The second type of offering, where BenchSci sits, is SaaS companies that developed an AI software platform for pharma to use at scale across their R&D organizations. These companies are productizing and democratizing AI for the market. The goal of these companies is to take important scientific workflows and dramatically improve them by putting AI software in the hands of scientists. For example, improving clinical trial design and patient selection, hypothesis generation, target selection, experimental design, and more.
- There are three types of players - while there are two types of offerings, there are three types of players: AI biotech companies, software providers (BenchSci), and internal initiatives within pharma companies. It is very clear that pharma companies are embracing AI and are building internal teams to either develop their own capabilities and/or evaluate different partnerships.

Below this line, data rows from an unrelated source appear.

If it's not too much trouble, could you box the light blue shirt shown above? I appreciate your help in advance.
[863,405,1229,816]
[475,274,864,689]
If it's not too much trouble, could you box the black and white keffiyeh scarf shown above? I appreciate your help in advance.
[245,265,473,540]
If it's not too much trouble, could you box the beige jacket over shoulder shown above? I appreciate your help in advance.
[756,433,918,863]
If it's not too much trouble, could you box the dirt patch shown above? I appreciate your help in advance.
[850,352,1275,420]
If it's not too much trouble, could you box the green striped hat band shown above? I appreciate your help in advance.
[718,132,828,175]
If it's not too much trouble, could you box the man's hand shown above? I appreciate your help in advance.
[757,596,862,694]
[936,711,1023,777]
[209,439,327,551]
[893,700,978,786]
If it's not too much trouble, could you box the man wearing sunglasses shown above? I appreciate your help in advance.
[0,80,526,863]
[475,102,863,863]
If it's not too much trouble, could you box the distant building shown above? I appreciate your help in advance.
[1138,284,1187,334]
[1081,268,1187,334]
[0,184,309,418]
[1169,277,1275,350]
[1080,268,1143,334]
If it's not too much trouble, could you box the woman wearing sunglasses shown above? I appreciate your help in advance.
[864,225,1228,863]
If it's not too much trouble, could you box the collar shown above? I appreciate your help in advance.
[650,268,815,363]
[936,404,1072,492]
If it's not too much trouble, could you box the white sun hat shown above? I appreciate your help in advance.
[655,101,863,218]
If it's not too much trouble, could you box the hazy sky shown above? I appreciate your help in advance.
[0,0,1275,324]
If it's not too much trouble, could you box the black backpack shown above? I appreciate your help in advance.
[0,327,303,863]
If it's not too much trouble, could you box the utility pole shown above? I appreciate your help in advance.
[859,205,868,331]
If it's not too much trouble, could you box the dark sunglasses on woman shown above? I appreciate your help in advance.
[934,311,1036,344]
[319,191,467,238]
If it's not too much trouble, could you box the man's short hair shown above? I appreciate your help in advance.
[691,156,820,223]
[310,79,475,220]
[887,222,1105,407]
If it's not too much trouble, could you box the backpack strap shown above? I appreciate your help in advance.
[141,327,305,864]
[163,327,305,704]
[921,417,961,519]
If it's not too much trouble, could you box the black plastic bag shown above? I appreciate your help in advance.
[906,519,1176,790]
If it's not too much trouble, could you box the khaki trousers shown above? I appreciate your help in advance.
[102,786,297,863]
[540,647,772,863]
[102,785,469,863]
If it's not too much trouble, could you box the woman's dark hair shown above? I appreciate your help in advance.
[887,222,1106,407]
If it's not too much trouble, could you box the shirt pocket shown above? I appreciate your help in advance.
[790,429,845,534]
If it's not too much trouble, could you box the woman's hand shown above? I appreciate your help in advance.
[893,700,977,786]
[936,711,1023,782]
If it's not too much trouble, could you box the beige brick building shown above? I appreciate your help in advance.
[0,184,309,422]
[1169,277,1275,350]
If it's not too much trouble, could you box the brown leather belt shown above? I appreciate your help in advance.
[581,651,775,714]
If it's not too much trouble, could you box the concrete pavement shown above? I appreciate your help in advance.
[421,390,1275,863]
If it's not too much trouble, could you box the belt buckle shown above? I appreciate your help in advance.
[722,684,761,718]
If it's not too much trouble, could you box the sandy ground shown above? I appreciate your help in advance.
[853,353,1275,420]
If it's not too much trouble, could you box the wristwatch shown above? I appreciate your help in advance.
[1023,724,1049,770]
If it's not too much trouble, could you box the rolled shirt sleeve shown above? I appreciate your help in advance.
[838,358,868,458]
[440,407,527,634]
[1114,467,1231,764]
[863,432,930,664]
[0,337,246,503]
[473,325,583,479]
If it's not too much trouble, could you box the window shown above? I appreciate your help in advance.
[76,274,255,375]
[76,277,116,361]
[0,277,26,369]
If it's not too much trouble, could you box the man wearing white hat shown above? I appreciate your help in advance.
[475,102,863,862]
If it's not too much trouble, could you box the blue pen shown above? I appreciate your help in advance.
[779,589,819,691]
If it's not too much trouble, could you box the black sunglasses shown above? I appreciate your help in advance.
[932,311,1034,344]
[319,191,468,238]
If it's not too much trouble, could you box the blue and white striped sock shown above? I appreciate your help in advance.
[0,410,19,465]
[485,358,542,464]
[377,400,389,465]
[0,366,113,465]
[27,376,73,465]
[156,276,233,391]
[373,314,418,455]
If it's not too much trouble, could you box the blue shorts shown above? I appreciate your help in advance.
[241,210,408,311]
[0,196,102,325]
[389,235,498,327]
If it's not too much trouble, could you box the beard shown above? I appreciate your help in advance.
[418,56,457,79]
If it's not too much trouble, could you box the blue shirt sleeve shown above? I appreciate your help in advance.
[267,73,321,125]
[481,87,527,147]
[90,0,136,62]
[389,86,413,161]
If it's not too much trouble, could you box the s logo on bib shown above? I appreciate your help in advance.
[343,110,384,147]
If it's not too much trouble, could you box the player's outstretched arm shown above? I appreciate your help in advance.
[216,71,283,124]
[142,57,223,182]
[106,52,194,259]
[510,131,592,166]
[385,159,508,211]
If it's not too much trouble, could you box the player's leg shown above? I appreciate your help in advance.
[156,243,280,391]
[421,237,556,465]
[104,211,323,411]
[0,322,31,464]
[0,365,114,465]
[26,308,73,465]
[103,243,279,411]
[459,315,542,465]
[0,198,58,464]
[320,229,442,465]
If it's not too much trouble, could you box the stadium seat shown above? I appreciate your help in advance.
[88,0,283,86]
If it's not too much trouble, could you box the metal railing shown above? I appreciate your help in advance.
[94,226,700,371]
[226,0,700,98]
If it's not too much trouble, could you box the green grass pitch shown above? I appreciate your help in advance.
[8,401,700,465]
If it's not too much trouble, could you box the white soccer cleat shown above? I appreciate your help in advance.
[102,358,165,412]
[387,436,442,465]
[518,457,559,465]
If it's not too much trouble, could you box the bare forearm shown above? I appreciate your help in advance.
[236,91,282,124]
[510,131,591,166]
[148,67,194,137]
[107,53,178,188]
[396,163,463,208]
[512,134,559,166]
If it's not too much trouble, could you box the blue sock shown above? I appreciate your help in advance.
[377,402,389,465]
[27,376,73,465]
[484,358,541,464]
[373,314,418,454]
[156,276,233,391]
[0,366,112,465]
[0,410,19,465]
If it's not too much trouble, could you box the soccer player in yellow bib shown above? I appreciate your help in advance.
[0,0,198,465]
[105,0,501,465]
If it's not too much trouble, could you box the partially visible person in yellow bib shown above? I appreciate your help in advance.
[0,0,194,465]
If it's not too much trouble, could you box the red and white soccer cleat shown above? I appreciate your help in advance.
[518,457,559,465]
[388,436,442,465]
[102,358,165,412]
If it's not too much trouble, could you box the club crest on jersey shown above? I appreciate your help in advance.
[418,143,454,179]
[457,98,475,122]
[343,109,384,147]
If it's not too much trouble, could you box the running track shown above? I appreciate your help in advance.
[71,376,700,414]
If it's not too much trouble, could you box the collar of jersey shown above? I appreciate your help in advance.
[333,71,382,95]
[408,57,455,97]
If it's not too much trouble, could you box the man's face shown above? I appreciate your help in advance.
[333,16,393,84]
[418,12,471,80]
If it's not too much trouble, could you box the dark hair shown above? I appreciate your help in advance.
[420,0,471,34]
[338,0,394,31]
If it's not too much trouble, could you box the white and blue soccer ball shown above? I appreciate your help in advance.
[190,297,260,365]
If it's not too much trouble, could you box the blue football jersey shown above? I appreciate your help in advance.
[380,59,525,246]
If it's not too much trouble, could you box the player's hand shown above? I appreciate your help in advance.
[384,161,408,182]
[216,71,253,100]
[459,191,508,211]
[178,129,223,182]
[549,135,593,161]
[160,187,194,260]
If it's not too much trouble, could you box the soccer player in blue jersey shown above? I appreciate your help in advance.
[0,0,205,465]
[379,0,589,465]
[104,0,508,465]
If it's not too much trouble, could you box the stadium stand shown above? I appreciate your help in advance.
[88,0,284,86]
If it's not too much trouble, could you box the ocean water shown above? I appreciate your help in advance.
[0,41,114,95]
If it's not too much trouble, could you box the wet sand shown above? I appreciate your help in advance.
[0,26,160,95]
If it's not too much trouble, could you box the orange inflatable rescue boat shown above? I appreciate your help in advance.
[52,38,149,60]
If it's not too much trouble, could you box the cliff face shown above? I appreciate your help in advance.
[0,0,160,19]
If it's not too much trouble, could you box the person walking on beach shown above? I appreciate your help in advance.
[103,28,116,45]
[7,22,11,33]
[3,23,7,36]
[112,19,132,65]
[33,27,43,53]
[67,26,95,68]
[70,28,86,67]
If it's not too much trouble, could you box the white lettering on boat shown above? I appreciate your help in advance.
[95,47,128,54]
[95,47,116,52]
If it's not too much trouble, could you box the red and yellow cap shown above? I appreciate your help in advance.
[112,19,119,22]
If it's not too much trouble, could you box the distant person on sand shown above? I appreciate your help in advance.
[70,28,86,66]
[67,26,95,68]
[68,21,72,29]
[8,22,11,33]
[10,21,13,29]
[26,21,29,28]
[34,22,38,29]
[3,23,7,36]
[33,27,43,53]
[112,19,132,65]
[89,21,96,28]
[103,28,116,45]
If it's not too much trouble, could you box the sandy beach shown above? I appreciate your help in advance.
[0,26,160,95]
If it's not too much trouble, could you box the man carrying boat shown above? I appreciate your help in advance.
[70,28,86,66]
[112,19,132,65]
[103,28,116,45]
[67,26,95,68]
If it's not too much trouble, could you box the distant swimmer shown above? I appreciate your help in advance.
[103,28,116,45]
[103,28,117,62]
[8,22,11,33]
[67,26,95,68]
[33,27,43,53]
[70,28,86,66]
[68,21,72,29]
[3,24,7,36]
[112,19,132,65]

- AI has moved up stream from Clinical to preclinical - when we started commercializing our technology 5 years ago, no one in the pharma market was investing in AI in the preclinical space. The majority of pharma were trying to apply AI to the vast amount of clinical data they have to improve patient stratification. Today we see more and more pharma investing in applying AI to unravel the complexity in the preclinical space. Companies like GSK, Pfizer, and Abbvie, have publicly announced the formation of big teams to develop internal AI capabilities in preclinical R&D.
- Build vs Buy - I think the preclinical pharma market has a tendency to build more than buy and that it is related to the lack of sufficient software solutions in the market that are driven by a lack of VC investment. Logically, the only reason to build your own software capabilities is if you can't get a better and cheaper solution to your problem in the market. Historically, these homegrown solutions are great to start with (if there isn’t a great alternative in the market) but with time become expensive and lack the scale and superiority of a solution built by a dedicated software company. Imagine if pharma built their own cloud vs using Google Cloud/AWS/Azure.
An interesting fact is that investors believe that the ELN market is actually double in size if you take into account the amount of money that pharma spends on building internal solutions that are now obsolete.
- Buyers beware - while billions of dollars have been invested in AI and drug discovery startups, the majority of them will not survive. The current financial environment is accelerating this. We are already starting to see consolidation in the AI biotech vertical as a result of companies’ inability to fundraise. Having just gone through an intense fundraising process I predict that more startups in the SaaS AI market will go under. My recommendation is for pharma buyers to ask for access to the financials of AI software companies and vendors before working with them. You want to avoid being in a position in which your AI vendor of choice goes out of business while having access to your data.